Husky Spray Serv. v. Patzer

471 N.W.2d 146 (S.D. 1991)



The fact that the written agreement contains a disclaimer of warranties does not preclude evidence of an oral warranty. Where the express representations made by seller are claimed to be inconsistent with the form language of the contract, parol evidence may be admitted to determine whether the written contract is a final expression of the parties' agreement and whether the warranty, or disclaimer thereof, was part of the bargain explicitly negotiated between the parties. N.D. Cent. Code § 41-02-09, UCC § 2-202. Under North Dakota law, the essential inquiry, i.e. whether the disclaimer was explicitly negotiated between the parties, requires that extrinsic evidence be admitted to determine the validity of an attempted disclaimer of warranties under N.D. Cent. Code § 41-02-33, UCC § 2-316. 

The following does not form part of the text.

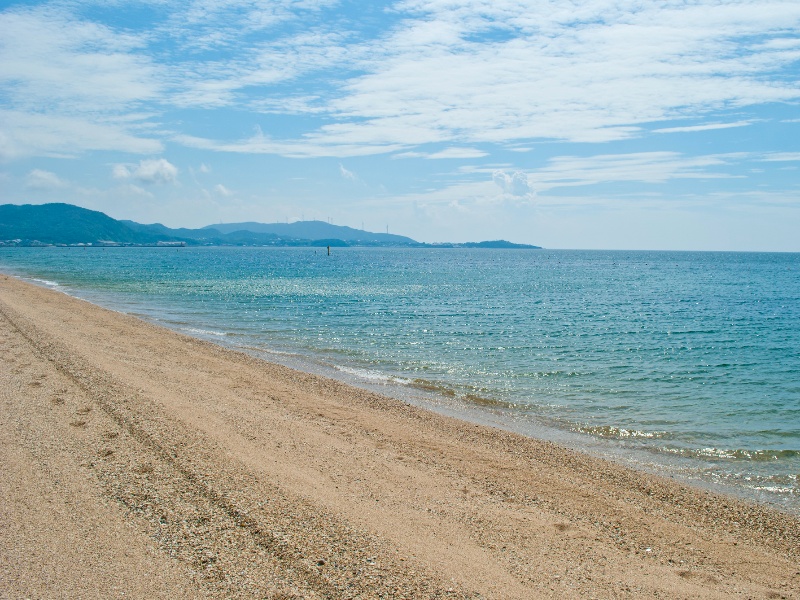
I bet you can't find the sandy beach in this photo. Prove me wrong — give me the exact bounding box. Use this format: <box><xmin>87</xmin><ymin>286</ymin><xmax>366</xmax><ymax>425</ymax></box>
<box><xmin>0</xmin><ymin>275</ymin><xmax>800</xmax><ymax>598</ymax></box>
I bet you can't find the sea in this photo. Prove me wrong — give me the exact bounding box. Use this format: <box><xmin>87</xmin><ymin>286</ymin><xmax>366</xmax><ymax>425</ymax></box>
<box><xmin>0</xmin><ymin>247</ymin><xmax>800</xmax><ymax>514</ymax></box>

There was conflicting evidence concerning warranties of airplanes sold to plaintiff, either in the contract, or in the conversations between the seller's corporate president and the buyer's pilots. After the sale, the plane's crop spraying equipment would not work, and the mechanic came to the buyer's location and repaired the magnetos. One of the engines then failed, and the buyer filed suit against the seller corporation, its president, and a mechanic, for damages for breach of express warranty and prejudgment interest. The trial court determined that the corporation's president made express warranties and entered judgment against him individually for the loss of a crop spraying job. The judgment was also against the corporation and included prejudgment interest. Defendants appealed to the Supreme Court of South Dakota, and the buyer appealed the denial of his implied warranty claim. 


Was the airplane buyer entitled to damages for a lost crop spraying job based on warranties either in the airplane purchase agreement or admissible as parol evidence.




The court affirmed the trial court finding that there was an express warranty and the damages based on the lost spraying job. The evidence was sufficient that the engine failure was not covered by implied warranty. The court reversed the liability of the president because the corporation protected him from a contract dispute, and there was no finding that he was negligent. The prejudgment interest was appropriate as the amount was reasonably ascertainable.